Buku Rekomendasi PB // Edisi Desember 2025

Reading List-Desember 2025

Desember datang dengan topengnya yang gemerlap. Di balik lagu-lagu ceria dan promo belanja, ada getir realita yang menggigit: para pekerja digiring menarget setahun dalam sebulan, sementara harga sembako meroket tanpa ampun. Di belahan dunia lain, genjatan senjata hanya jadi bahan perundingan, sementara perang masih memutus nyawa setiap jamnya. Daftar rekomendasi ini sengaja kami susun sebagai tamparan—bacaan yang tak akan membiarkanmu nyaman dalam ilusi “semuanya baik-baik saja”.

Kami mengajakmu untuk menyelam ke dunia Orwell yang mengutuk ketaatan buta, kemudian menyusuri kampung-kampung tempat perempuan melawan perampasan tanah, hingga mengupas wajah neoliberalisme yang menggerus kemanusiaan. Kita juga singgah ke kisah klasik Dickens tentang Scrooge yang menjadi gambaran nyata keserakahan kapital yang terjadi hingga hari ini.
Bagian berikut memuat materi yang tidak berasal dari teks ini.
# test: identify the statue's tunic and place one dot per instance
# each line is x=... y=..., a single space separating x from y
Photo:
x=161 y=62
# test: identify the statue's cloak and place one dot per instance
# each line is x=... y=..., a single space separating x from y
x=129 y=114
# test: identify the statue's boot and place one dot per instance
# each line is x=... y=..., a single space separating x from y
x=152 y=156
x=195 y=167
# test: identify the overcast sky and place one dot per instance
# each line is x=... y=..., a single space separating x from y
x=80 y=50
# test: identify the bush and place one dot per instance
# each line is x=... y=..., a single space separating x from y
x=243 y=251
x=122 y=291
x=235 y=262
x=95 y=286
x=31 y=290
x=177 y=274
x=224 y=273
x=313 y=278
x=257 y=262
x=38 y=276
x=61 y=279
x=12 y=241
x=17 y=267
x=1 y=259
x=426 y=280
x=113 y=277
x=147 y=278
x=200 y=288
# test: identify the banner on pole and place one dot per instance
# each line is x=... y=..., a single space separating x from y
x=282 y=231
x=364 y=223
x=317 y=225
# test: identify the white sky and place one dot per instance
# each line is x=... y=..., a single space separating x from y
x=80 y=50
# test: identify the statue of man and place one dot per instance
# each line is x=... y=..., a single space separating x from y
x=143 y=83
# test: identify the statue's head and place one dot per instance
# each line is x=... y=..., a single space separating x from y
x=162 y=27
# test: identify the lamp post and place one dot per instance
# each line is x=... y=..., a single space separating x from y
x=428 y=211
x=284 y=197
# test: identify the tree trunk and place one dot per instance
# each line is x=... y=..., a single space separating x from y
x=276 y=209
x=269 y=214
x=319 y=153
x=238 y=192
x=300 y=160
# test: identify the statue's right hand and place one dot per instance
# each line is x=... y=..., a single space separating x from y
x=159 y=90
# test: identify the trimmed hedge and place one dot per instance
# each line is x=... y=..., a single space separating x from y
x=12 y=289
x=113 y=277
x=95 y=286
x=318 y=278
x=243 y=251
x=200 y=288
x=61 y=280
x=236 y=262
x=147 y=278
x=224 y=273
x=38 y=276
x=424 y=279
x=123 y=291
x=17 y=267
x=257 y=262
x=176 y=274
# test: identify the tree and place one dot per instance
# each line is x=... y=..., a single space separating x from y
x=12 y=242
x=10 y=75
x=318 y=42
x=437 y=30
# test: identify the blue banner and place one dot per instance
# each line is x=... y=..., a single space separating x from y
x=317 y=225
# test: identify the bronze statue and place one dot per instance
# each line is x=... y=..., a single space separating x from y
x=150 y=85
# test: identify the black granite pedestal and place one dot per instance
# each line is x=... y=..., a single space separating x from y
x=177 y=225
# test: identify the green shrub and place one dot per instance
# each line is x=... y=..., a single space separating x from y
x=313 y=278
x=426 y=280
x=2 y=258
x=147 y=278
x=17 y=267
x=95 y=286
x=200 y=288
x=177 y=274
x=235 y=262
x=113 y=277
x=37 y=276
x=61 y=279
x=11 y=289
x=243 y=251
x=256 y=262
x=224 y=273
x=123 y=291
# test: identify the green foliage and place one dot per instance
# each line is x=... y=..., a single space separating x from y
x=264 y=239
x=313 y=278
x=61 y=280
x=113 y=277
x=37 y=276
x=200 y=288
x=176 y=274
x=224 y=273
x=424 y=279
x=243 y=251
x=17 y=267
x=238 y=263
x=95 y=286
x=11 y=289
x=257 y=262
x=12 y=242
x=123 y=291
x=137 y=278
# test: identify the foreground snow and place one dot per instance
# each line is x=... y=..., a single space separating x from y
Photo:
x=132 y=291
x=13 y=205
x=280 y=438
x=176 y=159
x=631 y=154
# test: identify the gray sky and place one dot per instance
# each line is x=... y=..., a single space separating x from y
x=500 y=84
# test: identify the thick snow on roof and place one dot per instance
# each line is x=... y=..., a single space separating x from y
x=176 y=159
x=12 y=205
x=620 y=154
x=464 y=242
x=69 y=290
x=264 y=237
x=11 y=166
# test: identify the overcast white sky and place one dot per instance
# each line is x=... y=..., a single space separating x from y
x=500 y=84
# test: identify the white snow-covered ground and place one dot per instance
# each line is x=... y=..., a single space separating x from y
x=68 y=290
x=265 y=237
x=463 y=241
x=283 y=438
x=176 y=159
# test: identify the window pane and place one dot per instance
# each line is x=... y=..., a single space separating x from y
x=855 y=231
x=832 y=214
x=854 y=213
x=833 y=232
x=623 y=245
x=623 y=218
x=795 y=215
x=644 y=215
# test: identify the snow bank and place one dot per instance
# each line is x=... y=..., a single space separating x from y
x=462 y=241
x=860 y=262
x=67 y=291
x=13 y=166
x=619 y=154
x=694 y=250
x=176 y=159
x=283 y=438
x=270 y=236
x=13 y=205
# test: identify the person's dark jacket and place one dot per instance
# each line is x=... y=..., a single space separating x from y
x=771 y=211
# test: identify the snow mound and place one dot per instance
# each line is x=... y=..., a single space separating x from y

Tak ada kata “selamat membaca” yang manis di sini—yang ada adalah ajakan untuk dengan keras mencari tahu, mempertanyakan, dan, ikut bergerak.

Berikut daftar buku rekomendasi untuk menemani Desember mu!

  • Pembangunan untuk Siapa

Buku ini adalah dokumentasi keteguhan para perempuan di berbagai desa yang menolak tunduk ketika pembangunan meminggirkan mereka. Dari titik paling pinggir inilah tumbuh keberanian, kasih, dan etika merawat kehidupan.

Di tengah pembangunan Ibu Kota Nusantara dan Proyek Strategis Nasional, perubahan iklim, serta keserakahan korporasi, mereka melawan dari kebun dan ladang yang tersisa, dari rumah yang terancam digusur atau tenggelam, dengan tubuh mereka sendiri sebagai perisai terakhir. Di bawah ancaman kriminalisasi, mereka berdemo, turun langsung mengadang alat berat, juga membangun komunitas untuk menyusun siasat bersama.

Ilan Pappé, sejarawan dan penulis termuka asal Israel, membongkar akar historis penjajahan dan kekerasan sistematis terhadap rakyat Palestina dalam buku penting ini. Dari awal kolonisasi Zionis hingga genosida di Gaza hari ini, Sejarah Ringkas Penjajahan Israel atas Palestina menghadirkan narasi jernih dan berani melawan kebohongan resmi.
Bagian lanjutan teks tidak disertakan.